When business owners divorce, it’s not just their personal lives that are affected. The fate of their business hangs in the balance, too. This situation brings a unique set of challenges because the company often represents not just a significant financial asset but also a source of income and a symbol of years of hard work and dedication.
Consider these possibilities for the fate of the business if the owners divorce:
Continuing joint operations
Some exes continue running the business together. This requires a solid mutual understanding and the ability to separate personal issues from business operations. It’s a good idea to have a contract to govern facets, such as financial matters and decision making.
Selling the business
Another option is to sell the business and split the proceeds. This might be the cleanest way to ensure both parties receive their fair share, but it also means saying goodbye to something they’ve built together. Selling a business can be a complex and time-consuming process.
Closing the business
Sometimes, the only viable option might be to close the business. This usually happens when running or selling the company isn’t practical or profitable. It’s a tough decision because it might mean the loss of income and jobs, including their own.

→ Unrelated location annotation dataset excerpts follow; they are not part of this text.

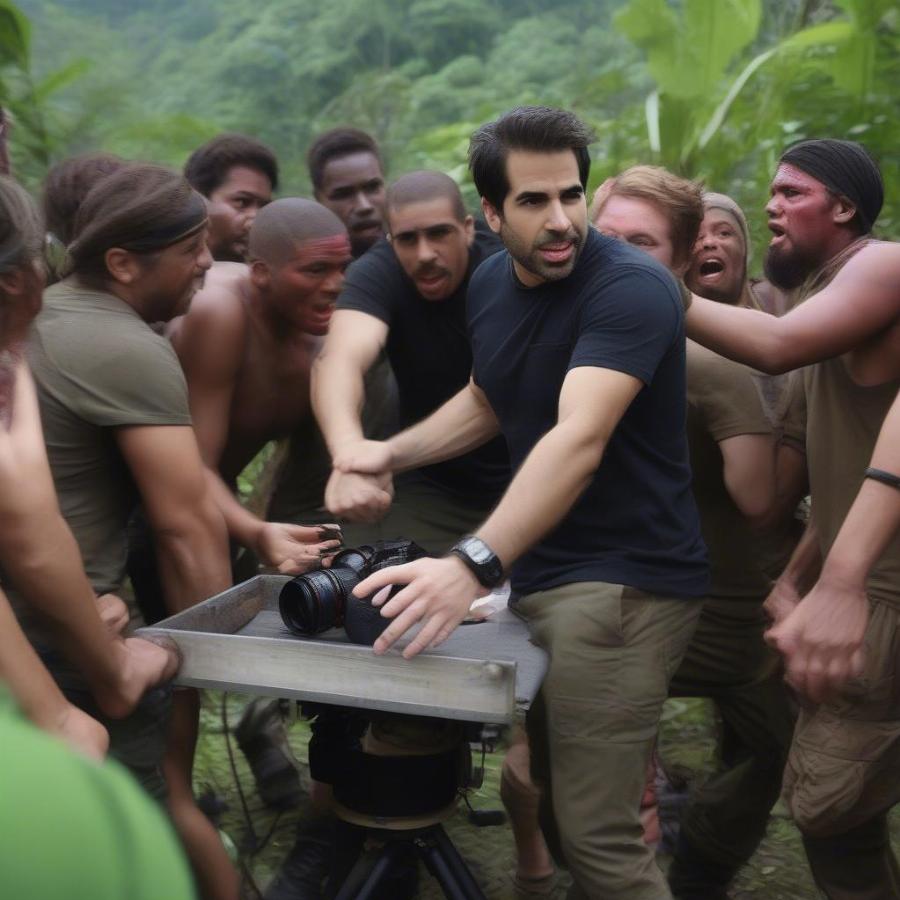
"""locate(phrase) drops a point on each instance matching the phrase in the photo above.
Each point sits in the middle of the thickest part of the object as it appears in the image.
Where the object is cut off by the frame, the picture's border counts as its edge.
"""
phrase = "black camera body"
(323, 599)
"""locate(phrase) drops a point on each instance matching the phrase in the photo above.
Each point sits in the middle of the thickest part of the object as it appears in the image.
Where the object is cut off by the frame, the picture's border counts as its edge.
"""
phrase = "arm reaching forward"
(439, 592)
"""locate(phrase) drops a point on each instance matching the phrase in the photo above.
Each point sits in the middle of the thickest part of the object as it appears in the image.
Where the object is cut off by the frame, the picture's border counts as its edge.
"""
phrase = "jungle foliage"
(712, 90)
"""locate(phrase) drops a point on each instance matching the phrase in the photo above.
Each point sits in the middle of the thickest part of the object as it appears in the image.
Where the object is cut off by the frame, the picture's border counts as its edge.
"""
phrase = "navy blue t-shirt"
(636, 523)
(428, 348)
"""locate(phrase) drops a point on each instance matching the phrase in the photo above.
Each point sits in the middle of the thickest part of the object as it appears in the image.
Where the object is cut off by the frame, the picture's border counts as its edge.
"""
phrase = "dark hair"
(67, 184)
(540, 129)
(208, 166)
(141, 208)
(21, 229)
(417, 187)
(333, 145)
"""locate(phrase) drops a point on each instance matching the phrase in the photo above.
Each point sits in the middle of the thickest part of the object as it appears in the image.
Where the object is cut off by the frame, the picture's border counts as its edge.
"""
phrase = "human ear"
(491, 216)
(260, 275)
(843, 211)
(122, 265)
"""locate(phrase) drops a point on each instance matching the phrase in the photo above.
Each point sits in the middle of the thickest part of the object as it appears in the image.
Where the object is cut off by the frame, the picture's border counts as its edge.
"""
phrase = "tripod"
(430, 844)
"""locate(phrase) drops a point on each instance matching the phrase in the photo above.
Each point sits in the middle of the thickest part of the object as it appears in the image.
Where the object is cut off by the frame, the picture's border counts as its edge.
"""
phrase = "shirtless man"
(247, 347)
(52, 583)
(841, 777)
(746, 528)
(237, 175)
(117, 425)
(347, 177)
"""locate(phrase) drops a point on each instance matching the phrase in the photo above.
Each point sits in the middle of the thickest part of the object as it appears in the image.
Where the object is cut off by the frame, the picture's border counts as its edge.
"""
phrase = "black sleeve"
(374, 283)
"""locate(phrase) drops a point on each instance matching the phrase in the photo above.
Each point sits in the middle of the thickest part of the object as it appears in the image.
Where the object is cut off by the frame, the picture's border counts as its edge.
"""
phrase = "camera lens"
(312, 603)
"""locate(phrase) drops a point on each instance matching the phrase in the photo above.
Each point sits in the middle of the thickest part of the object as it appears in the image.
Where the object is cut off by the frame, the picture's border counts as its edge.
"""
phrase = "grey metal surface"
(236, 641)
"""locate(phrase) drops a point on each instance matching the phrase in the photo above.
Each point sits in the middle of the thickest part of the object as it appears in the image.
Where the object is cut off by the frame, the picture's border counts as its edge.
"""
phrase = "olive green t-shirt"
(98, 367)
(844, 419)
(724, 402)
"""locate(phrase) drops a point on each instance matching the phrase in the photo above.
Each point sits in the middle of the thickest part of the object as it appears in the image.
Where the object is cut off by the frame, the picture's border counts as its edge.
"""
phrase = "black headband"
(192, 219)
(845, 168)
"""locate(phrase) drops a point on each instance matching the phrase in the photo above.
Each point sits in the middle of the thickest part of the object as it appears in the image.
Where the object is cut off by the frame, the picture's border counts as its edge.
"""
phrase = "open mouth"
(778, 233)
(557, 253)
(711, 267)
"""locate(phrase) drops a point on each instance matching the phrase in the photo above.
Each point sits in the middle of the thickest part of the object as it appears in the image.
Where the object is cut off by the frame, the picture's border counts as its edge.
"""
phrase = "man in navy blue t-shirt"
(579, 361)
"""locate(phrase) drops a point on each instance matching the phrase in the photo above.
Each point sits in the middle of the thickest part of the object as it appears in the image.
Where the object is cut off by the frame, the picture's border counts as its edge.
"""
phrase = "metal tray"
(236, 641)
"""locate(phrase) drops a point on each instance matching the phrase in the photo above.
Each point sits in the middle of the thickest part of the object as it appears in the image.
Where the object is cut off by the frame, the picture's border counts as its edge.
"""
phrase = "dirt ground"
(778, 871)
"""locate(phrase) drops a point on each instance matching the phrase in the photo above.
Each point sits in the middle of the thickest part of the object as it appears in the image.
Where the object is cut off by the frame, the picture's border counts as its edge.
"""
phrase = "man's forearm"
(464, 422)
(874, 518)
(746, 335)
(36, 693)
(338, 392)
(193, 556)
(545, 488)
(41, 558)
(805, 563)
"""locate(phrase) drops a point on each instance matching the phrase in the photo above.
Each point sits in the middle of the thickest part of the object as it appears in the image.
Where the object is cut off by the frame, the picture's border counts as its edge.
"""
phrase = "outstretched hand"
(358, 497)
(82, 733)
(437, 593)
(294, 549)
(113, 613)
(822, 640)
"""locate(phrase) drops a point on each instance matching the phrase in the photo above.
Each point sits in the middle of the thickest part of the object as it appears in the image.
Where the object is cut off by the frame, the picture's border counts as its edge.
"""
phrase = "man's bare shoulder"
(218, 311)
(875, 259)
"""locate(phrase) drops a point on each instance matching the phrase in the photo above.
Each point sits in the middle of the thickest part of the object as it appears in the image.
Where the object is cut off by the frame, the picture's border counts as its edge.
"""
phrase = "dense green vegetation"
(713, 90)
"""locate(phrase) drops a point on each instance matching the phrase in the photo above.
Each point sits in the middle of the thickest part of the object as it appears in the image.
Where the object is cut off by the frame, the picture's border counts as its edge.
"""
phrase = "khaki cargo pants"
(843, 773)
(613, 651)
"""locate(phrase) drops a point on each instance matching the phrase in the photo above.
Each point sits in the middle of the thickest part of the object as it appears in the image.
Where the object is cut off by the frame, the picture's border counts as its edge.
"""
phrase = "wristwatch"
(483, 562)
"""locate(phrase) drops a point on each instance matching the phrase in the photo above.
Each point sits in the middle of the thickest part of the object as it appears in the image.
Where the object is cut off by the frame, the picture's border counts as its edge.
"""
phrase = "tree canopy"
(712, 90)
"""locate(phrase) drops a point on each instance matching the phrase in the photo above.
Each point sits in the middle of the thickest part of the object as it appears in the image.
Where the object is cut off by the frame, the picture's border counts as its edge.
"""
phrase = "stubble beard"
(789, 270)
(529, 257)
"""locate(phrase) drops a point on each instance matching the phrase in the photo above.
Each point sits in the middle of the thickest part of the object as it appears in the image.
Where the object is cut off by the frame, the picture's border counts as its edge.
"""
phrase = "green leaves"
(15, 35)
(688, 54)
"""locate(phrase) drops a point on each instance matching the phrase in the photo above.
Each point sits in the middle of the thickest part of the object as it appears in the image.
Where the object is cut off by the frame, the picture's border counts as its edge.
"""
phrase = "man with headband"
(117, 424)
(841, 650)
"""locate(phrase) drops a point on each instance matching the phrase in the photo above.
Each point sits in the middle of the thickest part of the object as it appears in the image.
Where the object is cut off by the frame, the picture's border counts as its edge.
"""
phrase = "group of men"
(516, 394)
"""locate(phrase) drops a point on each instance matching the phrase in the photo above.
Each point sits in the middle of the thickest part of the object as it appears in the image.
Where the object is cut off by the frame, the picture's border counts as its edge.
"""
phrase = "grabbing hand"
(82, 733)
(822, 640)
(293, 549)
(780, 603)
(357, 497)
(438, 593)
(113, 613)
(369, 457)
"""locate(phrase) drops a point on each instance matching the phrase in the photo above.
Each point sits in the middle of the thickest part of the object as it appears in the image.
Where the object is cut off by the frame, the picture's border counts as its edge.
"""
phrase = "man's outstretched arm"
(210, 343)
(41, 558)
(822, 639)
(439, 592)
(861, 301)
(354, 341)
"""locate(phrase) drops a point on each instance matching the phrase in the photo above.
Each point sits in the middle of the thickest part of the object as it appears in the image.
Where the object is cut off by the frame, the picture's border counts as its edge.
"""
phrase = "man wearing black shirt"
(579, 360)
(407, 294)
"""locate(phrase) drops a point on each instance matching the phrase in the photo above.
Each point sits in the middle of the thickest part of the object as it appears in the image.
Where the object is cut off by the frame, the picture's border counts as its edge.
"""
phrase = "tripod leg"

One spouse may buy out the other’s interest in the business. This common solution allows one partner to retain control and continue running the business independently. The challenge here is determining a fair buyout price, which often requires valuation experts.
Each of these options has its own set of legal and financial complexities. The impact on employees, customers and business operations must be carefully considered. The effect it has on the property division for the divorce is also an important consideration.